Next came the problem of fixing special rain pipes along the length and breadth of the street, and after that there was the further problem of lighting the set.  As Technicolor film stock still required a great deal of light, the giant arc lamps made in impossible for the rain to be seen when lit full on, so Harold Rosson, the cameraman, had to light it from behind.  However, once all these technical problems were solved, the number itself went smoothly and was completed in one and a half days.


The Monumental Pictures gate was a redressing of an old back lot set at MGM.

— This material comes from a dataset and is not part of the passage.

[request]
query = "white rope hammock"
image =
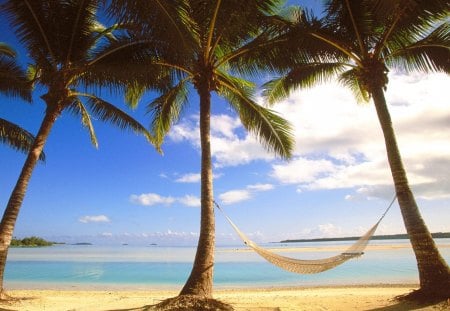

Don Lockwood's house and furnishings are pieces from the 1927 picture Flesh and the Devil, starring John Gilbert.

COSTUMES AND PROPS

Costumer Walter Plunkett verified the accuracy of the "hidden microphone" scene and noted that the early microphones would indeed have picked up sounds like Lina Lamont's tinkling necklace.  He also reported that he had to be careful in costuming early talkies because of the sensitive mikes.  Bugle beads, he recalled, "clanked like chain mail," and had to be covered with fine mesh to restrict their movement and muffle the noise.


On the first day of shooting The Dueling Cavalier, Don Lockwood steps out of a portable dressing room that once belonged to Norma Shearer.  He meets Lina Lamont, who is wearing Shearer's costume from Marie Antoinette (1938) as well as her wig, which weighs a ton.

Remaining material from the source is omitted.